Penulis : Prof Tjandra Yoga Aditama (Direktur Pasca Sarjana Universitas YARSI, Mantan Direktur Penyakit Menular WHO Asia Tenggara)
22 Juni kemarin tercatat hampir 2000 kasus baru COVID-19, pdhl 22 Mei kasus baru 227 orang dan 23 Mei 174 orang, jadi dalam 1 bulan naik sekitar 10 kali lipat, tinggi sekali dan jelas perlu kewaspadaan, setidaknya 5 hal.
Pertama, jelas COVID-19 masih "unpredictable", dan rendahnya jumlah test (dan pemeriksaan WGS) akan membuat kita makin sulit menilai perkembangan perangai virus.

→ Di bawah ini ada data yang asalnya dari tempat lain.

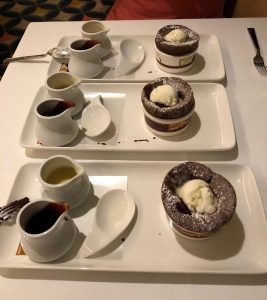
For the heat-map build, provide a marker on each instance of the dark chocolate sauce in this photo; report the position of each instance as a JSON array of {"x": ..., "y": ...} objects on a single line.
[{"x": 42, "y": 220}]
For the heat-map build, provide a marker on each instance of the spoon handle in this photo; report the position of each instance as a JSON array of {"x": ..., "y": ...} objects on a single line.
[{"x": 10, "y": 59}]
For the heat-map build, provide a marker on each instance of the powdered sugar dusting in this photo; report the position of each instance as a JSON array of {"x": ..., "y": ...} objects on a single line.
[
  {"x": 185, "y": 94},
  {"x": 191, "y": 221}
]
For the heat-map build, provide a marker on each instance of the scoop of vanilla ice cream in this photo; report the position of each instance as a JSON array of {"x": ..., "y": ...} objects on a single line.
[
  {"x": 176, "y": 36},
  {"x": 198, "y": 196},
  {"x": 164, "y": 94}
]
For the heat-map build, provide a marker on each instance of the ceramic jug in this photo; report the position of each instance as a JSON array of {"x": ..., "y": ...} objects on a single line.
[
  {"x": 97, "y": 31},
  {"x": 62, "y": 179},
  {"x": 85, "y": 61},
  {"x": 66, "y": 86},
  {"x": 47, "y": 231},
  {"x": 55, "y": 125}
]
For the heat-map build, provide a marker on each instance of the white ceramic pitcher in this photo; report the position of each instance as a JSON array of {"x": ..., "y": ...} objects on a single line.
[
  {"x": 47, "y": 231},
  {"x": 63, "y": 179},
  {"x": 85, "y": 61},
  {"x": 55, "y": 125},
  {"x": 66, "y": 86}
]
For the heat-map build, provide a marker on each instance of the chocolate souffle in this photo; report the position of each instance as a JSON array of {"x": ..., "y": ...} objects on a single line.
[
  {"x": 187, "y": 221},
  {"x": 168, "y": 119},
  {"x": 176, "y": 49}
]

Ini juga sebabnya WHO menyebut ada 3 skenario virus di 2022 (base, best, worse), dan kita belum tahu mana yang akan terjadi.
Ke dua, masker di luar ruangan jelas masih perlu, setidaknya untuk yang ber risiko.

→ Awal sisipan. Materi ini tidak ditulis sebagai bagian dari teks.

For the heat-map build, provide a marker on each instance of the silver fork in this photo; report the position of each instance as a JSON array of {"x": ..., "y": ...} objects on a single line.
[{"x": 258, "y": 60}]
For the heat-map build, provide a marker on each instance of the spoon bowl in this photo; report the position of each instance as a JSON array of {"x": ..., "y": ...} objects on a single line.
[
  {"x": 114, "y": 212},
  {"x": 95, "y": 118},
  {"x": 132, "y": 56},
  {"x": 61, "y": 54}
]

Ada dua jenis risiko penularan. Ke satu pada mereka yang lansia, komorbid, gangguan imun, ke dua pada keadaan dimana risiko penularan lebih besar (kerumunan banyak orang, kontak dengan mereka yang bergejala). Tentu prokes secara umum harus jadi perhatian.
Ke tiga, upaya surveilan ketat dan penyelidikan epidemiologi (PE) di lapangan jelas harus ditingkatkan, sebagai salah satu dasar utama pengendalian outbreak. Kalau bisa semua atau hampir semua kasus baru tersedia data dari mana dan bagaimana sehingga sampai tertular.
Ke empat, vaksinasi lengkap kita masih 60an persen (nomor dua terendah di ASEAN, hanya di atas Myanmar), dan booster bahkan masih 23an persen. Jelas harus ada upaya khusus untuk ditingkatkan.
Ke lima, sudah ada negara yang melaporkan kenaikan kasus berat yang di rawat di rumah sakit. Jadi, walaupun di anggap BA.5 dan BA.4 ini secara umum lebih ringan, tetapi masyarakat yang akhirnya masuk RS harus terjamin perawatannya. Kita juga belum sepenuhnya tahu tentang ada tidaknya dampak jangka panjang pada ribuan orang yang di bulan Juni ini sudah tertular COVID-19.